We have to hear what comes next, though. The next few seconds of a call can tell you what the tone of the entire incident is going to be. Consciously or unconsciously, a good dispatcher is listening to the non-verbal cues pouring through their headset. Background noise. Tone. Pace. Phrasing.
After a year or two it's easy to become jaded. We've heard most of it, dispatched as much, and found that there is often a significant gap between what we're told and what our responding units find when they arrive. It's all too easy to fall into the trap of complacency, or worse yet, predisposition. "Mrs. Jones has called six times in the past month for chest pain; I'll just keep clicking through my game of Solitaire while I ask the routine questions." Somewhere around "red ten on black jack" you realize that Mrs. Jones has just told you her husband is unresponsive. Suddenly it's time to back up and try to recall what she's been mumbling in your ear for the past minute or two.

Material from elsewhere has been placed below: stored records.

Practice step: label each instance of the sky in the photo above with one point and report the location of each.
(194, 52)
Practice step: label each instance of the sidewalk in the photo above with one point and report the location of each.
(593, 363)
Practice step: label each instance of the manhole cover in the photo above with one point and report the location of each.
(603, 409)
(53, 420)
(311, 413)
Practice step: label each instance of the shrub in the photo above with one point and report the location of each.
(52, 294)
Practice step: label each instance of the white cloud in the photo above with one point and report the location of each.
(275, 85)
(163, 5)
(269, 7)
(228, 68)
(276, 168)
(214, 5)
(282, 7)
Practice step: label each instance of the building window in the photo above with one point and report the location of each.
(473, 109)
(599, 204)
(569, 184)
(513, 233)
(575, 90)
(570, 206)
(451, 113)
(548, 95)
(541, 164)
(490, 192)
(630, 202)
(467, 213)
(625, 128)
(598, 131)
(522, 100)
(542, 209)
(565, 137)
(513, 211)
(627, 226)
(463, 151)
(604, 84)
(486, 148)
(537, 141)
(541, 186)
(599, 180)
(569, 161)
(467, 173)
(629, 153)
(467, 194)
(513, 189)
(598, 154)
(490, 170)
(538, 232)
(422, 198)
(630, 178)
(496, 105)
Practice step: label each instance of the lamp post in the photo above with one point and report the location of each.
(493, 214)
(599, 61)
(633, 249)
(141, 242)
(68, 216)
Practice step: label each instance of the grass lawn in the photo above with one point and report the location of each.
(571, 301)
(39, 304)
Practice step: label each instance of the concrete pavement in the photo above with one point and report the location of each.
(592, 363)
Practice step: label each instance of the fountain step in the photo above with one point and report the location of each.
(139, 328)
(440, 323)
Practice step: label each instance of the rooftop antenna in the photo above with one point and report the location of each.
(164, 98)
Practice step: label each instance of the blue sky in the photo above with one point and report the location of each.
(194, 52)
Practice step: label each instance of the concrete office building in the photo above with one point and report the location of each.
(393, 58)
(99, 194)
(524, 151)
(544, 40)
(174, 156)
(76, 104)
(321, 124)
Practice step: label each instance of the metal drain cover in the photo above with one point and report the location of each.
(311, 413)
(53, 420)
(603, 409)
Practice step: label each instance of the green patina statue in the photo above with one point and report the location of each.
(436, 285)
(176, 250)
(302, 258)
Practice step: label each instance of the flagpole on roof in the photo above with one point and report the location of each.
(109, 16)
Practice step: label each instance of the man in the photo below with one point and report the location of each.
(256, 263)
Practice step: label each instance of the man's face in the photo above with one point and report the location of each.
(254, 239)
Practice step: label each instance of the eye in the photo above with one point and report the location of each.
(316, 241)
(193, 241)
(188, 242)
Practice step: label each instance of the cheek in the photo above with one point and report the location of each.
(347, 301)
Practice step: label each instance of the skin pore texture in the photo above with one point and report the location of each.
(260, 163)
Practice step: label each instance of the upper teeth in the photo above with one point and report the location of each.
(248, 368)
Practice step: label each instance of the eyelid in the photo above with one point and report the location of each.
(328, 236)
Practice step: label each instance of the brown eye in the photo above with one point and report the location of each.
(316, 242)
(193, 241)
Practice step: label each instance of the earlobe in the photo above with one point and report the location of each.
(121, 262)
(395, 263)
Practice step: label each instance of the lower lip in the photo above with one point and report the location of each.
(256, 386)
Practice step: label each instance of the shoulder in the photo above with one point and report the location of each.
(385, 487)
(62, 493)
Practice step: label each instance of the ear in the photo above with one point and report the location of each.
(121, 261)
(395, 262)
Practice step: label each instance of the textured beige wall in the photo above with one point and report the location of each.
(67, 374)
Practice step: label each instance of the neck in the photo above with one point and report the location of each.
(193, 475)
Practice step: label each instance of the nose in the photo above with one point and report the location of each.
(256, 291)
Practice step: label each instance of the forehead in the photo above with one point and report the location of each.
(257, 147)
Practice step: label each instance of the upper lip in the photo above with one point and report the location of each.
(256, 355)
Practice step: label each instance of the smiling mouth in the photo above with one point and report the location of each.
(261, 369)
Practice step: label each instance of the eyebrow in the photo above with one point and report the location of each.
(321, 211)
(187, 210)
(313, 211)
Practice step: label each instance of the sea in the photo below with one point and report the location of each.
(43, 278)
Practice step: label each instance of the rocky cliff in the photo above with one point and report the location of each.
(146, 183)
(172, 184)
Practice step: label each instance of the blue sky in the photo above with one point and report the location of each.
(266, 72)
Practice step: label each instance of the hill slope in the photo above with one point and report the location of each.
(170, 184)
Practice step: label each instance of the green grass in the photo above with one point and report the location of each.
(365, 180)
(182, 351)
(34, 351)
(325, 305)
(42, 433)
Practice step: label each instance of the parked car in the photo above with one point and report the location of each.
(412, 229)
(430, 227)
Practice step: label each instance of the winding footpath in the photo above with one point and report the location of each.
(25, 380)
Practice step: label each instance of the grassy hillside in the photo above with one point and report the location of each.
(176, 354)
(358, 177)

I've trained more than a handful of new dispatchers. Among the other little trinkets I try to impress on them is the one thing I always keep in the back of my head:
It's just another call for me, but for the caller, it's the worst day of their life. No call is a routine call for them.
If, somehow, we keep that in mind, our handling of calls will go a whole lot better.
I said it's easy to get complacent. After five or ten years it's no longer complacency, it's cynicism. After that - well, I'll let you know if and when I get there.